Я был близок с Конюсом на почве именно этого постоянного стремления изучать в музыке не какие-нибудь ее немузыкальные моменты, но изучать в ней ее же самое. Мы с ним вовсе не отвергали никакой акустики, никакой физиологии и никакой психологии. Но Конюс прекрасно понимал, что воздушные волны, бьющие в нашу барабанную перепонку, есть только физика и физиология музыки, но не сама музыка. В своих тогдашних докладах я много раз выступал в защиту изучения именно этого чисто музыкального предмета в музыке. Оппоненты на моих музыкально-теоретических докладах часто мне говорили: «Но где же это у вас сама-то музыка? Это и не воздушные волны, и не барабанная перепонка, и не мозговые рефлексии». Так где же, в таком случае, возражали мне, находится ваш чисто музыкальный предмет?
Вот подобного рода возражений я никогда не слышал от Конюса. Наоборот, в подтверждение моих теорий он прямо говорил и говорил не раз и не два, а часто: «Ведь если у них музыка есть воздушные волны, то тогда получается, что слушать и понимать музыку могут только профессора физики». Об этой чисто музыкальной предметности у Конюса была своя теория, о которой я сейчас скажу. Но прежде всего нужно отметить, что Конюс слышал в музыке самое же музыку, а не что-либо иное, хотя бы фактически с нею и связанное. Он был абсолютный скептик в отношении всяких немузыкальных теорий музыки и заниматься этими сторонами музыки предоставлял соответствующим специалистам. И скептицизм Конюса был светлый скептицизм. Конюс никогда и не думал отвергать все эти немузыкальные теории музыки. Но зато вместо этого он отчетливо слышал самое музыку.

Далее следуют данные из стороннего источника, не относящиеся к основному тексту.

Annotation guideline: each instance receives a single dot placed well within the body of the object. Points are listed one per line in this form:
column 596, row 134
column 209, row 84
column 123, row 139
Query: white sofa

Тут, правда, надо сказать, что по причине своего всегдашнего скептицизма Конюс никогда даже и не пытался создавать какую-нибудь эстетику или философию музыки. Ему достаточно было одного того, что сама музыка есть специальный предмет; а какие-нибудь философские или эстетические теории, даже и не столь безграмотные, как те, которые я упомянул выше, даже самые правильные теории были ему чужды. И в этом своем понимании чисто музыкальной предметности он был глубочайше восприимчив, а заниматься какой-нибудь философией или эстетикой музыки ему было просто некогда, если не прямо противно.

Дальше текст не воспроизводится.